Le judaïsme est le rejet de principe de la tragédie au nom de l’espoir (il n’y a pas de traduction au terme “tragédie” en hébreu ancien).
Le judaïsme insiste autrement : que la réalité qui sous-tend l’univers n’est pas sourde à nos prières, aveugle à nos aspirations, indifférente à notre existence. Il s’agit de s’efforcer de perfectionner le monde, en refusant d’accepter l’inévitabilité de la souffrance et de l’injustice.
Par nos actes, on peut changer ce qui est prévu.

L’espoir est essentiel pour que l’individu et la collectivité agissent moralement, c’est-à-dire qu’ils construisent une société fondée sur des valeurs de justice, de liberté et d’égalité.
C’est une approche utilitariste de la foi. Cette croyance que les fondements moraux du monde, de l’existence humaine, de valeurs universelles et partagées, doit nous permettre d’établir les balises, de guider chacun dans son comportement en société.

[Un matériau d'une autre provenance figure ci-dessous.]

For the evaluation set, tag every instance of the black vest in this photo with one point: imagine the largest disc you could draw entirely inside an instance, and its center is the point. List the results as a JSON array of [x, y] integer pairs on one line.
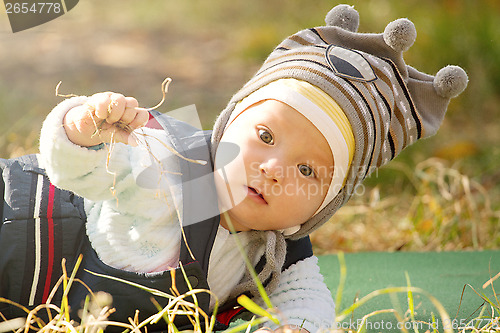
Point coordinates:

C’est une définition de la responsabilité individuelle. Sartre la décrit comme une responsabilité absolue: “La conséquence essentielle de nos propos précédents est que l’homme, étant condamné à être libre, porte le poids du monde entier sur ses épaules, il est responsable du monde et de lui-même en tant que manière d’être.”
Dans le judaïsme, nous ne sommes responsables que de ce que nous aurions pu empêcher mais ne l’avons pas fait.

Le lien entre destin et vocation

Le cadre de l’Alliance est une politique morale, établissant un lien élémentaire entre le destin d’une nation et sa vocation. Il s’agit d’un État en tant que question non de pouvoir mais de responsabilité éthique.
Spinoza considérait que le judaïsme tel qu’il était vécu à son époque, imposant des règles d’observance strictes, visait à déresponsabiliser les individus.
Le fondement du judaïsme, tel qu’exprimé dans Bekhoukotaï, pourrait être tout l’inverse.

La tradition juive enseigne-t-elle que les nations et les individus sont punis par Dieu pour leurs mauvais choix, pour ne pas vivre en accord avec les lois de la Torah?
Les rabbins considèrent que la Torah est la ligne de vie du peuple juif.
S’ils s’y accrochent fidèlement et pratiquent ses commandements, ils vivront.
S’ils l’abandonnent et l’ignorent, ils périront. Les récompenses et les peines sont liées aux choix qu’ils font (Tanhouma, Buber sur Nombres p.74).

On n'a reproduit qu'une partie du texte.